Significant improvements after Six days on LDV... (Low dose Valcyte )
I really debated posting this, both because of the fear of jinxing myself and the fear of people telling me that what I am experiencing is not possible, but I decided to go ahead in case anything that I share could help another PWC down the line. I also want to preface this that nothing I am saying is medical advice and is only my own personal experience based on my extraordinary sensitivity to medications. I am also doing this plan very closely with my doctor and not going rogue LOL. The term "LDV" is made up by me and not a real medical term- but I thought of it when I compared my experience to the concept of LDN.
Initially, the 1/8 pill gave me severe vertigo and we feared it might have triggered anemia so I stopped the Valcyte. But, my safety labs were perfect with no anemia so once the vertigo subsided, I re-started Valcyte at 1/32 pill. Luckily the pills are large and easy to cut and 1/32 of a Valcyte is about the size of 1/4 Atenolol so it is tiny but not too tiny.
In the last six days at this dose I have had the following improvements:
1) More physical energy
2) Increased mental clarity
3) Return of being able to feel thirsty so I am able to drink 8-10 cups fluid per day. Prior to this it was as if the thirst center in my brain was broken and forcing myself to drink was torture.
4) Significant improved noise tolerance- I was able to do paperwork and type on computer while vacuum, music, etc, in background which was impossible before and I required total silence. I was also able to ride in car (as passenger) and appropriately filter and process all the stimuli of moving cars, music, and talking all at the same time! I was so amazed by this that it made me cry b/c I love music and have been unable to listen to music for a very long time.
5) No new bruises on my legs after two straight years of unexplained bruises.

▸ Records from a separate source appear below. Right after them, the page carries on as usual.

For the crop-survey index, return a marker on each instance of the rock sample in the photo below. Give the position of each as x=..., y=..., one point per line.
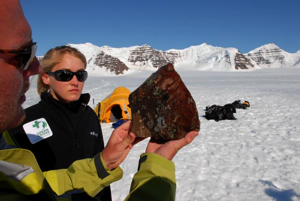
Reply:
x=162, y=107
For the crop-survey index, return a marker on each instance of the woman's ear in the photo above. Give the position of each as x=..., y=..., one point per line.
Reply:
x=45, y=78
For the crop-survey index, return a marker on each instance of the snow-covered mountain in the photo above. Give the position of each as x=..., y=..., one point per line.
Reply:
x=116, y=61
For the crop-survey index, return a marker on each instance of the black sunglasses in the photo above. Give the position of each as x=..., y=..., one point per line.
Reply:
x=25, y=56
x=65, y=75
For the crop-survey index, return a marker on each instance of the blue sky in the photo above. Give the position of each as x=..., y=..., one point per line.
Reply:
x=165, y=24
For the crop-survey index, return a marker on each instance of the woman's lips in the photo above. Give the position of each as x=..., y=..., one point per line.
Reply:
x=23, y=99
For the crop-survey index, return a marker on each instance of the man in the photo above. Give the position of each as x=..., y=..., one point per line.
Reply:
x=20, y=175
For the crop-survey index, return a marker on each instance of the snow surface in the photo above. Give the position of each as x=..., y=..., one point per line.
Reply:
x=255, y=157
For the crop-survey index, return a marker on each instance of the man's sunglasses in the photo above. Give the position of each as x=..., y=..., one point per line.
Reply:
x=25, y=56
x=65, y=75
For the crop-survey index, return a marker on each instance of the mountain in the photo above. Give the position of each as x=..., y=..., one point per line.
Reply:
x=107, y=60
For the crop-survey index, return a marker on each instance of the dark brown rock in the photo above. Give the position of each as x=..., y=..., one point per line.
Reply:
x=162, y=107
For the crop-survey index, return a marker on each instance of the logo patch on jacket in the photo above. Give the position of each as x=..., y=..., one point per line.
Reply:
x=94, y=133
x=37, y=130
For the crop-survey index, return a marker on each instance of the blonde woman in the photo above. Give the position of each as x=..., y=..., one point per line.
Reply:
x=72, y=130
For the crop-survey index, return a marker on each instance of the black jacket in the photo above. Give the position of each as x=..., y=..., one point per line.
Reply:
x=76, y=132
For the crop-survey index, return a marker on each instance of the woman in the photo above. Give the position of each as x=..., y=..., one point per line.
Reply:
x=62, y=128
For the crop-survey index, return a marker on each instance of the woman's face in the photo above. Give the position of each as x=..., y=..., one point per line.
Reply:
x=66, y=91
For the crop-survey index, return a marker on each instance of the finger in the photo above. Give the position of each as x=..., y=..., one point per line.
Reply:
x=152, y=146
x=138, y=139
x=124, y=126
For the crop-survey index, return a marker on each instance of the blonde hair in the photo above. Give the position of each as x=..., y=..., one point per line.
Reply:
x=52, y=58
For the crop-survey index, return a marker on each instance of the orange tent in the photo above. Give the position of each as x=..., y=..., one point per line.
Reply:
x=114, y=107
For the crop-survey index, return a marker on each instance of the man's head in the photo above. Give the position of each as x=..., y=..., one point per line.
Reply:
x=15, y=37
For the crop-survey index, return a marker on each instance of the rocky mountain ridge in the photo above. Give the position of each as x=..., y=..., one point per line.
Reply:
x=117, y=61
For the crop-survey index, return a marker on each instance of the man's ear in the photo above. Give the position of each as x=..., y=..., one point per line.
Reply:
x=45, y=78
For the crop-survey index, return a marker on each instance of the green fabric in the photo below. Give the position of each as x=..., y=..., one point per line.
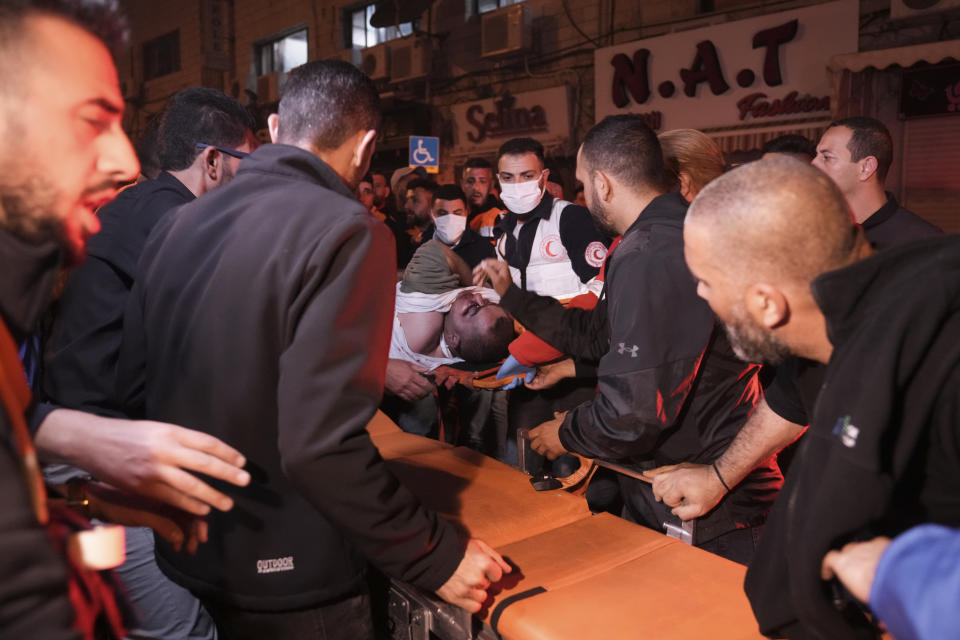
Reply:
x=428, y=271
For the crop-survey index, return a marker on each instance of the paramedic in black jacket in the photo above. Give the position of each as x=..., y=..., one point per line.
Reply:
x=856, y=153
x=670, y=389
x=780, y=261
x=262, y=313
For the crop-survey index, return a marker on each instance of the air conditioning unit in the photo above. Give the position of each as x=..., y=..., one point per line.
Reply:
x=268, y=88
x=375, y=62
x=910, y=8
x=506, y=30
x=409, y=59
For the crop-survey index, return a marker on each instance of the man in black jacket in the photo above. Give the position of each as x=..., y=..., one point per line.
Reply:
x=62, y=101
x=670, y=389
x=201, y=138
x=449, y=214
x=778, y=259
x=261, y=313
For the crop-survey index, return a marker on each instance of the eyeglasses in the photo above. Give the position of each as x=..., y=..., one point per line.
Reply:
x=230, y=152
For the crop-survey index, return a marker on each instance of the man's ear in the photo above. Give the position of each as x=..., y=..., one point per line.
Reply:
x=686, y=186
x=363, y=152
x=767, y=305
x=273, y=126
x=212, y=163
x=868, y=167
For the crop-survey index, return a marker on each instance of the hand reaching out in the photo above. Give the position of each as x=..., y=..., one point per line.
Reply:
x=467, y=587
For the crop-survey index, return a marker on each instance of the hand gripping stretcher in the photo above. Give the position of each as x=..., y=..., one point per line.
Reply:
x=576, y=575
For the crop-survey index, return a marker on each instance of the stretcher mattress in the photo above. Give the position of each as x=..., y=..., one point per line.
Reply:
x=576, y=575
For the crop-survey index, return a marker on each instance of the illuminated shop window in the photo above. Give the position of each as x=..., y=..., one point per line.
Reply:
x=282, y=54
x=484, y=6
x=363, y=35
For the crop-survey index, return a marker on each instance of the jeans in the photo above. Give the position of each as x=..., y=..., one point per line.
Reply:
x=165, y=610
x=349, y=619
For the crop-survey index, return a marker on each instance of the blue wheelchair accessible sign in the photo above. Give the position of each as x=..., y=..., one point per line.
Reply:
x=425, y=152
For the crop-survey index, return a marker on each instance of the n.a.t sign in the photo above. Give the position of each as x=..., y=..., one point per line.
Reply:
x=757, y=71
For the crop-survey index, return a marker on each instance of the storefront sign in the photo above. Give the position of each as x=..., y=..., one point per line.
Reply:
x=931, y=91
x=760, y=70
x=484, y=125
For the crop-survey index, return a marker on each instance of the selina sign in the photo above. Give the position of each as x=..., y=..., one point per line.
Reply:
x=757, y=71
x=484, y=125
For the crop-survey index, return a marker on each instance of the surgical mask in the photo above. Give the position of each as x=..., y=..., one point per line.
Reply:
x=521, y=197
x=445, y=348
x=449, y=228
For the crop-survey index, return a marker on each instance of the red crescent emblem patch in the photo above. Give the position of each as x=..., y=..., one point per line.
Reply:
x=552, y=248
x=595, y=254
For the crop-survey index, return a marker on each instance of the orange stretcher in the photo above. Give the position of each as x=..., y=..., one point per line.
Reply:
x=576, y=575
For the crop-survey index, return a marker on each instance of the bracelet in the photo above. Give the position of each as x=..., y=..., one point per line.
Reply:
x=717, y=471
x=77, y=497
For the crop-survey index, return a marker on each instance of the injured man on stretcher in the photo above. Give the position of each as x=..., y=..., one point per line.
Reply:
x=438, y=321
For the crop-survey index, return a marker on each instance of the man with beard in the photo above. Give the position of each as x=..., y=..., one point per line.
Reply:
x=856, y=153
x=272, y=331
x=201, y=138
x=477, y=184
x=61, y=101
x=780, y=261
x=669, y=387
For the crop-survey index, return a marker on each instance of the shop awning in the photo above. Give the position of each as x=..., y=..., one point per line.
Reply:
x=932, y=52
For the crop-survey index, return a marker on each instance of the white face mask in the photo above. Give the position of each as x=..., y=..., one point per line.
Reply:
x=449, y=228
x=521, y=197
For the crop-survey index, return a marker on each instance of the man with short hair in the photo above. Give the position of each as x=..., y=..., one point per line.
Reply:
x=62, y=101
x=555, y=186
x=418, y=206
x=449, y=216
x=477, y=182
x=203, y=135
x=272, y=331
x=381, y=193
x=201, y=138
x=856, y=153
x=440, y=320
x=669, y=387
x=366, y=196
x=780, y=262
x=552, y=246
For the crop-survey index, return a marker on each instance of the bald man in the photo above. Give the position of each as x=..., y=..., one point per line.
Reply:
x=780, y=261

6) But the biggest improvement is to my blood pressure. When I wake up, my BP is in the 80's/50's but about two hours after LDV (low dose Valcyte) it raises to about 104/74 and this has happened for six days in a row! This did not happen with Midodrine or any other meds that I tried and it is measurable on BP machine. I hope with LDV, I will reach a point that my BP is over 100 when I wake up in the morning but am not there yet.
Next week (on day 9) I will be increasing to 1/16 of a pill and then continuing with my very slow taper. I still have intermittent tachycardia, shortness of breath, muscle pain and weakness, etc, and still require the wheelchair when we go out as I can only walk a few feet. But I am hoping as I increase the Vaclyte, that all of these things will improve.
I cannot explain why this is happening but I am very grateful for ANY improvements and to my doctor who is open-minded and understands that I cannot tolerate doses of meds that even another PWC can tolerate. I may be a mutant
in this regard but in case there are other mutants out there, I wanted to share my story. And please, do not do this without your doctor and weekly safety labs.
I know it is too small a dose and too soon to be having any anti-viral effects (and I am still taking Famvir concurrently) so it must be working as an immune mod or anti-inflammatory. I really cannot explain the mechanism of what it is doing and am very afraid it will not last!